Conspicuous Gallantry Medal (Flying) : Warrant Officer K J Dennis, 462 Squadron RAAF

Place Europe: Germany
Accession Number REL/21118.001
Collection type Heraldry
Object type Award
Physical description Silver
Location Main Bld: World War 2 Gallery: Gallery 2: Air Europe
Maker Unknown
Place made Australia
Date made c 1945
Conflict Second World War, 1939-1945
Description

Conspicuous Gallantry Medal (Flying) (Geo VI). Impressed around edge with recipient's details.

History / Summary

Awarded to 437121 Warrant Officer (WO) Kevin John Dennis, born on 5 September 1924 at Ceduna, South Australia. Dennis was working as a bank clerk when he enlisted at Adelaide in the Royal Australian Air Force (RAAF) on 7 November 1942. After qualifying as a Wireless Operator/ Air Gunner (WAG) Dennis was posted to 462 Squadron RAAF in England, operating Halifax aircraft as part of Bomber Command. On the night of 13/14 March 1945, Dennis’s aircraft, Halifax RG384, took off from RAF Foulsham at 6.02pm to carry out an attack on the Frankfurt area of Germany. Eleven aircraft from 462 Squadron took part in the raid. RG384 crash landed at Juvincourt airfield, France, at 10.30pm on 13 March 1945. The aircraft had successfully carried out the mission but during the sortie the starboard wing and engines were damaged by flak and it proved impossible to return to England. The Flight Engineer, Sergeant Charles Welsh, was killed by the flak entering the aircraft and the Navigator, Flight Lieutenant Kevin Shanahan and the WAG, Warrant Officer Dennis were wounded. Despite the severe wounds sustained by Dennis when the aircraft was hit he continued with his duties until the aircraft had landed. On 24 May 1945 King George VI approved the immediate award of the Conspicuous Gallantry Medal to Dennis, which for airmen ranked only second to the Victoria Cross. The recommendation reads: 'WO Dennis was the Wireless Operator in a heavy bomber detailed to attack Frankfurt on the night of 13 March 1945. Shortly after leaving the target, the aircraft was hit and damaged by flak, killing another member of the crew and wounding WO Dennis. Although most of one foot was severed and his other leg also wounded, the WOP [wireless operator] refused to leave his seat until the aircraft landed. He was bleeding profusely and even with first aid applied the bleeding could not be stopped.

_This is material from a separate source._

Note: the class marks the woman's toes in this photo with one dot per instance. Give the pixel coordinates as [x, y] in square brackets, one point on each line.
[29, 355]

He carried on with his duties, and correctly received all messages passed to the aircraft, obtaining a weather report from a diversionary airfield in France to which the aircraft was being flown. The courage displayed by WO Dennis was of the highest order when he must have been experiencing extreme agony.' After hospital treatment and extensive rehabilitation Dennis returned to Australia with his English wife, Olive, who he had married in December 1945. He was discharged on 7 June 1946. Only ten Conspicuous Gallantry Medals (Flying) were awarded to members of the RAAF during the Second World War.